Ludwigsburg - Dichtes Schneetreiben, die Temperaturen halten sich konstant unter dem Gefrierpunkt. Eine Woche wurde auf diesen Moment hingearbeitet, nun hebt ein Bagger der Spezialfirma Zimmermann aus Thüringen eine quadratische Grube aus. Meter um Meter frisst sich die Schaufel ins lehmige Erdreich. Später wird mit Spaten gegraben, um die vermeintliche Bombe nicht versehentlich zur Detonation zu bringen. Um 15 Uhr ist klar: Keine Bombe, keine Gefahr, keine Evakuierung.

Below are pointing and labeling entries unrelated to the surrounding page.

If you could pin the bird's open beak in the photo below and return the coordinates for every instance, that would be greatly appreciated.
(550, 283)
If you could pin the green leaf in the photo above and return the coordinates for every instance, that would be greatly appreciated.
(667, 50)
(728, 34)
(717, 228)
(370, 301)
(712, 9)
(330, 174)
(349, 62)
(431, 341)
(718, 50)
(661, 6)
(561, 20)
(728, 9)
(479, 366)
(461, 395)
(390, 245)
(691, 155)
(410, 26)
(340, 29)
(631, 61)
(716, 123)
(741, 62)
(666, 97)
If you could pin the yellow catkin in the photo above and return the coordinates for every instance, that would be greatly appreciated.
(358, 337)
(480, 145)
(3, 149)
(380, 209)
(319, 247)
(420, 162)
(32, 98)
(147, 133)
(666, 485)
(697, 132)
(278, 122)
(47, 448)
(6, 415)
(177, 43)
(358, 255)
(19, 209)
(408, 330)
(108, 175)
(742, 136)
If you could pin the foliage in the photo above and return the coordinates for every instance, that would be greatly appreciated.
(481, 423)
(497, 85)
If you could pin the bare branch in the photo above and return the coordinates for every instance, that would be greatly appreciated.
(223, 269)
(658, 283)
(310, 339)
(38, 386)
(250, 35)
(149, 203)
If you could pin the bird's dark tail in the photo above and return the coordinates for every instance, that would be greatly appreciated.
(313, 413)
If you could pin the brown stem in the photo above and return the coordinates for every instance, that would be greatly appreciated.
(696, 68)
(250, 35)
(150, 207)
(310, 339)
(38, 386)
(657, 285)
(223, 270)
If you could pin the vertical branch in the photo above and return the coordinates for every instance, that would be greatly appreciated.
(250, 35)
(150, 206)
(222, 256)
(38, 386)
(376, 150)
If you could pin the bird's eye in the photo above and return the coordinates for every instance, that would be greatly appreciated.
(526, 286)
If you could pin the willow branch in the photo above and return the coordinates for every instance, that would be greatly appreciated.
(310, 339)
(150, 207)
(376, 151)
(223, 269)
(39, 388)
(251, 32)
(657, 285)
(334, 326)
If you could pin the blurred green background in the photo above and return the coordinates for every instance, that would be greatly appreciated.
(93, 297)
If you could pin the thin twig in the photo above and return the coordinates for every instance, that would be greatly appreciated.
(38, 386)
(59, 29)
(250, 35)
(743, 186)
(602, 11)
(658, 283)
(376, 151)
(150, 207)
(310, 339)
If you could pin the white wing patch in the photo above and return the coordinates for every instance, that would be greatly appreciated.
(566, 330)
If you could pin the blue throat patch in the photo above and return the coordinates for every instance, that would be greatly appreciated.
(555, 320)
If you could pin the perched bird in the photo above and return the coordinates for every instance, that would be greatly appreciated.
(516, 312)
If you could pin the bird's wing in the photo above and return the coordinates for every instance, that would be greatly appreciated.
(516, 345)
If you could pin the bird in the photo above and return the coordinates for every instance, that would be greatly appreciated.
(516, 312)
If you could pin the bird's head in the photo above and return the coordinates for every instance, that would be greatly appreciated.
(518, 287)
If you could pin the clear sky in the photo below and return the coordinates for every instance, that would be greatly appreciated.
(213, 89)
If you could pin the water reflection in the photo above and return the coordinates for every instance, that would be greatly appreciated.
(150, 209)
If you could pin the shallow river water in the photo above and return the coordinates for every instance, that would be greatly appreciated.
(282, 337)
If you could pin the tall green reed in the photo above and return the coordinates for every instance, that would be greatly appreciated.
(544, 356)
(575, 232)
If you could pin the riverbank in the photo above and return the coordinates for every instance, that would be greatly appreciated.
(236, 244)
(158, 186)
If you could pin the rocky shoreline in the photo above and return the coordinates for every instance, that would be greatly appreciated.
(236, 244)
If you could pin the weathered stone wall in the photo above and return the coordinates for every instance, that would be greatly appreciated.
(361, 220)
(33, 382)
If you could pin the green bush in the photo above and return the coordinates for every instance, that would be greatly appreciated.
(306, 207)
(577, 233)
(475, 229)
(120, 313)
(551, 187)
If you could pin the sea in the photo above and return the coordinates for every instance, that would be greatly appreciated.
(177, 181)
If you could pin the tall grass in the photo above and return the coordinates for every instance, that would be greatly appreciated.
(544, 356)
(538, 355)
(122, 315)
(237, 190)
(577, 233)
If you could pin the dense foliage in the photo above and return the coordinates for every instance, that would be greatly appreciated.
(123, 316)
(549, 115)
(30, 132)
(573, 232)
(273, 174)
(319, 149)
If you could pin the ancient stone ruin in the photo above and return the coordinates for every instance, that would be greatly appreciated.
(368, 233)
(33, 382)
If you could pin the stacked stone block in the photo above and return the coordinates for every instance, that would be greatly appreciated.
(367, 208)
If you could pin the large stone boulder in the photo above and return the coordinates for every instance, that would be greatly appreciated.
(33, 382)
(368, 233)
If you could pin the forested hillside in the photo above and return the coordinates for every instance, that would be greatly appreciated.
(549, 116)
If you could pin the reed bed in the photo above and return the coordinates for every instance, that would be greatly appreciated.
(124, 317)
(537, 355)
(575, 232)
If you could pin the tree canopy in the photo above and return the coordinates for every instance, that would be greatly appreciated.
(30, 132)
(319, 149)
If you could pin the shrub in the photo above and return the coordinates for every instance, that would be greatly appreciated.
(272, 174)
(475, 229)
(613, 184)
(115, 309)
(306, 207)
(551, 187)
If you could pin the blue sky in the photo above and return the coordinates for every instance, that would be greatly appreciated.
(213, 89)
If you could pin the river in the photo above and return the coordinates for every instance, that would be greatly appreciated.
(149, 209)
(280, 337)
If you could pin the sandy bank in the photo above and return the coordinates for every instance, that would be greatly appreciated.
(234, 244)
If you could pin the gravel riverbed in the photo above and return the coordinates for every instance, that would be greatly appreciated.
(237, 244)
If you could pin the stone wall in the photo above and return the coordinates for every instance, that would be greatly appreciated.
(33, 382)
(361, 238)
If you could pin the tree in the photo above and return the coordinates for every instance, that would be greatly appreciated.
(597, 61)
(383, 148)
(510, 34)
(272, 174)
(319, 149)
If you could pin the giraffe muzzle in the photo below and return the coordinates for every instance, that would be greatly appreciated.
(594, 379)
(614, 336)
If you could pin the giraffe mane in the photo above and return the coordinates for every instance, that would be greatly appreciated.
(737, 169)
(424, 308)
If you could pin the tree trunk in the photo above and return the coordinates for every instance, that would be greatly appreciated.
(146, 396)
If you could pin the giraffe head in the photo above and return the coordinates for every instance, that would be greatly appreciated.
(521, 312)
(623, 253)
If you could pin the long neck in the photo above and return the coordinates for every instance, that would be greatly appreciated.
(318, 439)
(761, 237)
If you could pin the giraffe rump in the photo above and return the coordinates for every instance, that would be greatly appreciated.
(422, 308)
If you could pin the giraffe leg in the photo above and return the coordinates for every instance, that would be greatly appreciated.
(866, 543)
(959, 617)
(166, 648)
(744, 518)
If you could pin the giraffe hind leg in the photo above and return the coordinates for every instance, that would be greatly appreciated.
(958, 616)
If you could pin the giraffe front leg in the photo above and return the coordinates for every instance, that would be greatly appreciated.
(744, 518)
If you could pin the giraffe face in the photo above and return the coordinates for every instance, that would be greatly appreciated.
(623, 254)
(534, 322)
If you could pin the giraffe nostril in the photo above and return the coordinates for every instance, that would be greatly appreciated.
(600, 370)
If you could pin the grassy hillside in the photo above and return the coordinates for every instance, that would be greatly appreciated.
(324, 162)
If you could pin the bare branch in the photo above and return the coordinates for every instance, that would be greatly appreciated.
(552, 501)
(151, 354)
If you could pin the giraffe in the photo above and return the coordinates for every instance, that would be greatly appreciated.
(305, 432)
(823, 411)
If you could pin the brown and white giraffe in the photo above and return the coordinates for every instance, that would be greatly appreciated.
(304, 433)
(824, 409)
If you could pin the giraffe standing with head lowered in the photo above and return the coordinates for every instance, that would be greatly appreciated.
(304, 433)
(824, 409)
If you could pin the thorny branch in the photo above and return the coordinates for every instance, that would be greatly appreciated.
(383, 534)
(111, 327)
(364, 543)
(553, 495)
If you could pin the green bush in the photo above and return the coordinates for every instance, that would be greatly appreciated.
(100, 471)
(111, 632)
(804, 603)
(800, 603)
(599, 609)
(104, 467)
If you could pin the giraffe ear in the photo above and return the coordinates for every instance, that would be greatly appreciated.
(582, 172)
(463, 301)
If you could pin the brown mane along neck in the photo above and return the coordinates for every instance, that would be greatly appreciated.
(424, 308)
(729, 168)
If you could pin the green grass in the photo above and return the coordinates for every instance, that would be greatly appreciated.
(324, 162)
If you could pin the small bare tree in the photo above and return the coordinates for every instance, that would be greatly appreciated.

„Es handelt sich um Schrott“, sagt der für seinen trockenen Humor bekannte Bomben-Entschärfer Mathias Peterle. Möglicherweise ein Blecheimer mit Metallteilen darin. Die Objekte sollen jetzt untersucht werden. Wie sie ins Erdreich gelangt sind, können sich weder der Hausherr, Stadtwerke-Chef Bodo Skaletz, noch die Stadt erklären.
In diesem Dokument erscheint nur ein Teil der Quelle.